Cancelling the whole event is not.

5 Likes

That would be fair enough, but they’ve canned the whole event, not just stopped that person turning up.

2 Likes

If it is a region approved event, then surely it needed approval at least 1-2 weeks before - or at least the back and forth comments between the unit and the region requesting amendments, further info or files. Had this been looked at early in the process, the staff member could easily have completed this in 2-3 hours max.

Or was it an event planned and approved locally which region decided to look at on the day it started and decided to cancel?

There may have been an opportunity to swap that staff member with another or have them complete the training before they were involved. Going straight to cancel before even letting them fix the problem seems archaic.

Any why cancel rather than just not approve? It means that all the SMS work has to be done again instead of tweaking.

It would be interesting to know what the event was, what level was it at (Sqn/Wing etc), had it already been previously approved, when was it for and how much notice did they get for cancellation?

Had the person been advised they needed to complete the training by Sqn/Wg/Region and it was ignored?

1 Like

The OP stated the CI wasn’t one of the directors, and wasn’t needed for ratios. They just needed to say that person can’t attend.

1 Like

Yes, now I’ve just checked the MPGS website: they are based at 23 RAF stations.

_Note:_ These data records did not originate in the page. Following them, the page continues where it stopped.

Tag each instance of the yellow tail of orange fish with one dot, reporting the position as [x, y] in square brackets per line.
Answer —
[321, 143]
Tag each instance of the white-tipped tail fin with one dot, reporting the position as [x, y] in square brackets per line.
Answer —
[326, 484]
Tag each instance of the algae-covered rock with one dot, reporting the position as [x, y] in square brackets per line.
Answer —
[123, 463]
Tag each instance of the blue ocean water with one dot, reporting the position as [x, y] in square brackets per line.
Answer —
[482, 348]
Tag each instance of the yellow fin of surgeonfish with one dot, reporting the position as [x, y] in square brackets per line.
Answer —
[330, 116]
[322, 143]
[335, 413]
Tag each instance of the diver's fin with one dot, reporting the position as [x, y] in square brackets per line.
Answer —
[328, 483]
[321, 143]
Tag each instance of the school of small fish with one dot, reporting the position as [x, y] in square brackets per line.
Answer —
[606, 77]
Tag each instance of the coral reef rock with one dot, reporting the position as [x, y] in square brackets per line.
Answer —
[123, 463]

You don’t need to wear a cammo uniform for manning the station main gate: when I served at RAF Laarbruch in the early 1990s we, the RAF Regt, would man the sangar with a L85 rifle wearing the old pre-CS95 green working dress, and the RAF Police wore the No2 uniform. We must have done the job alright, because the IRA or Red Army Faction never attacked that airbase.

1 Like

The presence of MPGS at a station does not mean that no aviators have to go on guard. MPGS are the specialists and provide guard commanders, etc, but aviators still make up the numbers.

3 Likes

Didn’t stop the IRA murdering Cpl Mick Islania and his baby daughter in a local town.

1 Like

…and three RAF Regt gunners off duty in Roermond in 1988, but they were all unarmed victims away from the base. :roll_eyes:

1 Like

Thanks for the clarification of the situation regarding the MPGS, Flight. I haven’t been on a RAF base for several years now: they’re a critically endangered species in my part of the country. :roll_eyes:

Good to hear that the time-honoured RAF tradition of Stagging On for a week at a time is still alive and well by comparison, though. :+1:

1 Like

Point of accuracy, one was at Roermond, the other 2 (with one injured) were Nieuw-Bergen, about 60 km away.

I was at Bruggen from Sep 89.

3 Likes

RAF(G) is sadly missed amongst those of us of a certain age. :+1::roll_eyes:

1 Like

@PerArdua1991 So you’re saying that I don’t regularly see RAF and Army, non-MPGS personel stagged on at the main gate of an RAF station?